Recent defibrillation studies show that electric fields interact with reentrant activity in myocardial tissue through virtual electrode polarization (VEP). This study focuses on determining how VEP relates to the creation and survival of postshock phase singularities in cardiac tissue and demonstrating that interactions between VEP and preshock tissue state engender the probabilistic nature of defibrillation.


We constructed a two-dimensional tissue model representing a ventricular cross-section with fiber architecture and surrounding bath. We initiated spiral wave reentry and subjected the tissue to a monophasic shock. We estimated the shock success probability for a given strength by testing 16 coupling intervals throughout a single rotation of the wavefront. Over a range of shock strengths, our model exhibits dose-response behavior similar to experimental defibrillation efficacy curves.

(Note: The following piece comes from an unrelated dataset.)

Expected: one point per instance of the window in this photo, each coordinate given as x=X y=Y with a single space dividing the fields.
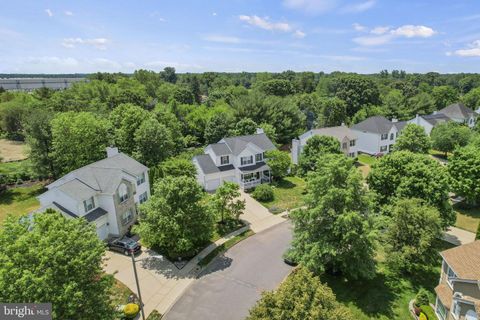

At the 50% effective strength (ED50), successful termination of reentry depends upon the interaction between preshock excitable gap and postshock phase singularities. We also found that increasing the stimulus strength toward ED50 increases the number of postshock singularities, whereas further strength increases above ED50 decrease the number of singularities.


Our results show for the first time that a computational model can account for the probabilistic nature of defibrillation as VEP interacts with the dynamics of an ongoing reentrant wavefront. Further, we demonstrate that success of a shock depends on the annihilation of the phase singularities that arise after any strong stimulus. Our findings imply that VEP completely overrides the preshock tissue state in shocks that are highly likely to defibrillate (ED95).